The post regarding Shon Hopwood found its way to the New York Times in an article written by the highly regarded Adam Liptak. The article is entitled The Robber, the Judge, and the Case for Leniency. Initially, I am glad that Shon’s story of redemption is receiving attention. I am a (happily) chagrined that Shon’s story of redemption starts with my mistaken gut. But, that is not why I am writing this post.
In the article, Mr. Liptak, a wonderfully able reporter, wrote the following, “Judge Kopf, who sentenced Mr. Hopwood, also declined to talk, on the interesting theory that ‘such interviews could be seen as backhanded endorsements of the media companies’ requesting them.” (My emphasis.) I think Mr. Liptak was being kind.
When I turned down Mr. Liptak’s e-mail request for an interview, my return e-mail stated the following:
I have turned down all interview requests related to my blog which are generated by media sources that are run for profit. I have the perhaps goofy view that such interviews could be seen as backhanded endorsements of the media companies by a judge. So, with respect, I respectfully decline your kind invitation. If it makes you feel any better, I turned down the Huff Post too. (That was sardonic!)
All the best.
In his article, Mr. Liptak could have made me out to be an even bigger idiot had he decided to get (justifiably) snarky about my inarticulate reasons for telling him to pound sand. So, I want to say: “Thanks Adam.” (I am about to pee my pants over the opportunity to call a New York Times writer by his first name!) But that’s not why I am writing this post.
So, why I am writing this post? I am writing this post because I want to make clear why I don’t and won’t do interviews with the profit-making media about this blog. My reasons are these:
* If I give one interview to a member of the commercial media, I would feel obligated to give other interviews on the same subject to other members of the for-profit media. I don’t want to take the time required to be even-handed.

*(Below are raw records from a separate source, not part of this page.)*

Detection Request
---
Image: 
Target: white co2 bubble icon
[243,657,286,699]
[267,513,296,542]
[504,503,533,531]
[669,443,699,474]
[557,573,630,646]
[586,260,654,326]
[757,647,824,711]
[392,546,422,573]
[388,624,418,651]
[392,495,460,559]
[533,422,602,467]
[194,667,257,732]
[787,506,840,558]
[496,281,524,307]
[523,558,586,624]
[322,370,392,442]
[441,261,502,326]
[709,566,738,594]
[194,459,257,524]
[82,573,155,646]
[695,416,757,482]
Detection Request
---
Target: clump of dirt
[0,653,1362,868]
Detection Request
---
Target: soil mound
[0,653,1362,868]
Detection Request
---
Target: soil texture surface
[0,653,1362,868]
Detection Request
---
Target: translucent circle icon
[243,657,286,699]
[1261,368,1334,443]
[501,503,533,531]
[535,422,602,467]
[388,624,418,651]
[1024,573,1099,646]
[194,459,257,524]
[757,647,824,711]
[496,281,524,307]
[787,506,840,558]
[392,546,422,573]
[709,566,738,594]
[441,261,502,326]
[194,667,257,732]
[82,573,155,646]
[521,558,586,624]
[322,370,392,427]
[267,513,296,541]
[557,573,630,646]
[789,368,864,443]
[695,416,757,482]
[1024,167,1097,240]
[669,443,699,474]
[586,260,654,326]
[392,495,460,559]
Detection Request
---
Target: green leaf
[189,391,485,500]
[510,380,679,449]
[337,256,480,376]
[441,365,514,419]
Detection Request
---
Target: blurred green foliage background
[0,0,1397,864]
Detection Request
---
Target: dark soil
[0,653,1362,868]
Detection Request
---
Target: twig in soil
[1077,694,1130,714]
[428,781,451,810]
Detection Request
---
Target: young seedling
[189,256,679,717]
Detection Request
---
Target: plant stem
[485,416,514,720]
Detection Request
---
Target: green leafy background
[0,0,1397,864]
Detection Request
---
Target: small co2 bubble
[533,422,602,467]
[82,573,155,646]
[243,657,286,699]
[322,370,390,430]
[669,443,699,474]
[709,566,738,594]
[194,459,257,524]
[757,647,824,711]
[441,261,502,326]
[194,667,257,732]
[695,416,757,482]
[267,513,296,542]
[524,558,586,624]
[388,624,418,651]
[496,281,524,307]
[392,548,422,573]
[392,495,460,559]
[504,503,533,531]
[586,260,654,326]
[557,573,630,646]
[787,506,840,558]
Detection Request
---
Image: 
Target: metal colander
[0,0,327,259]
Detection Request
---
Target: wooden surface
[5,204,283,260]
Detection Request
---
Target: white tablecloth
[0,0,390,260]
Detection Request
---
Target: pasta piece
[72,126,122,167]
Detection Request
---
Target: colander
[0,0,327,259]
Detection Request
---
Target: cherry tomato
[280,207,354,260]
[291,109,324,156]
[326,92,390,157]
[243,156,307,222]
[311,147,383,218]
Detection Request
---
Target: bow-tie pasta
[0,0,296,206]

* I am a control freak. I can control what I write in this blog. I can’t control what is written by someone else about what I said orally during an interview.
* Because blogging is not wide-spread among federal judges, I am aware that I am pushing ethical boundaries. It might not seem that way, but I spend a lot of time considering the ethical pitfalls to avoid when I write a post. I simply don’t want to worry about trying to figure out those same ethical boundaries when giving interviews about this blog.

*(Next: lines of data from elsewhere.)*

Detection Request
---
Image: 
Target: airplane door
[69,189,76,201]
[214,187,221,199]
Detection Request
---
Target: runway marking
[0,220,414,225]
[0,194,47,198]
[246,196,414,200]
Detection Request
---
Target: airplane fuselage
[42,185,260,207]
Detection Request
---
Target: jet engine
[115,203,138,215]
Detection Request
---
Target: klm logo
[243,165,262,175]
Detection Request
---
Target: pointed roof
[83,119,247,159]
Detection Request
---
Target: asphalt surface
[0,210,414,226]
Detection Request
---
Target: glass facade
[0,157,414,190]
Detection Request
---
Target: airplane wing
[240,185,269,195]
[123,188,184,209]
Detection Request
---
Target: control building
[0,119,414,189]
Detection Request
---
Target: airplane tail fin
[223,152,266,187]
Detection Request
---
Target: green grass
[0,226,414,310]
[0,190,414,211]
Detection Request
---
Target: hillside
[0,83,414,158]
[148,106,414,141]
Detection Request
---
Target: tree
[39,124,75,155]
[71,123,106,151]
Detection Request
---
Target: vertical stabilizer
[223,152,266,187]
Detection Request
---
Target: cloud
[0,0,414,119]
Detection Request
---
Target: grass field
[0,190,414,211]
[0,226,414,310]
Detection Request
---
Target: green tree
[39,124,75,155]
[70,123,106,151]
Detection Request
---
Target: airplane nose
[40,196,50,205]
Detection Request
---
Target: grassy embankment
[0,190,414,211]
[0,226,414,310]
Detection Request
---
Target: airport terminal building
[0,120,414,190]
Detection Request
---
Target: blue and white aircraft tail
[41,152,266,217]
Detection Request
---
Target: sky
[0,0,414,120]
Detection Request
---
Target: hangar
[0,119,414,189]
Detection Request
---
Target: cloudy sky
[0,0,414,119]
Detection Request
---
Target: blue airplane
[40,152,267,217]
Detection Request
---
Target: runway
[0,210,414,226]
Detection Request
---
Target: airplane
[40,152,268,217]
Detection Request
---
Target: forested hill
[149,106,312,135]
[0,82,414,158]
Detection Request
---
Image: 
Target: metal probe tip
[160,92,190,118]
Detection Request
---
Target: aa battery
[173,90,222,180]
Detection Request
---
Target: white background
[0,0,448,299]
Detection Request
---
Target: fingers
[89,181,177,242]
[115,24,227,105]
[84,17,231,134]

* Finally, and maybe this is the best reason, my beloved Grandmother used to call me “a shy boy” and, while no longer a boy, her characterization otherwise remains accurate. The great thing about writing a blog (or a law review article or a book for that matter) is that you can hide behind the words you write without otherwise revealing yourself in an unguarded moment. That is very important to me.
Now, some of you may remember that I participated in a radio interview with two Irish lawyers. (Incidentally, it was that interview that caused me to think through the whole business of interviews.) As I earlier wrote, I believe the Irish interview was a horse of a different color. That is because the program was on the Irish equivalent of our public radio network, it was program dedicated exclusively to legal affairs, and it was conducted solely by two Irish trial lawyers.
As I reread this post, I try to put myself in the mind of the reader. Having done that, I suspect that many readers will find this post suitable for the “who gives a shit” bin. If so, I am sorry. But, to stay with a theme developed in other posts, my “gut” tells me that I should clearly explain myself. While my “gut” sucks in some situations, I don’t think this is one of them.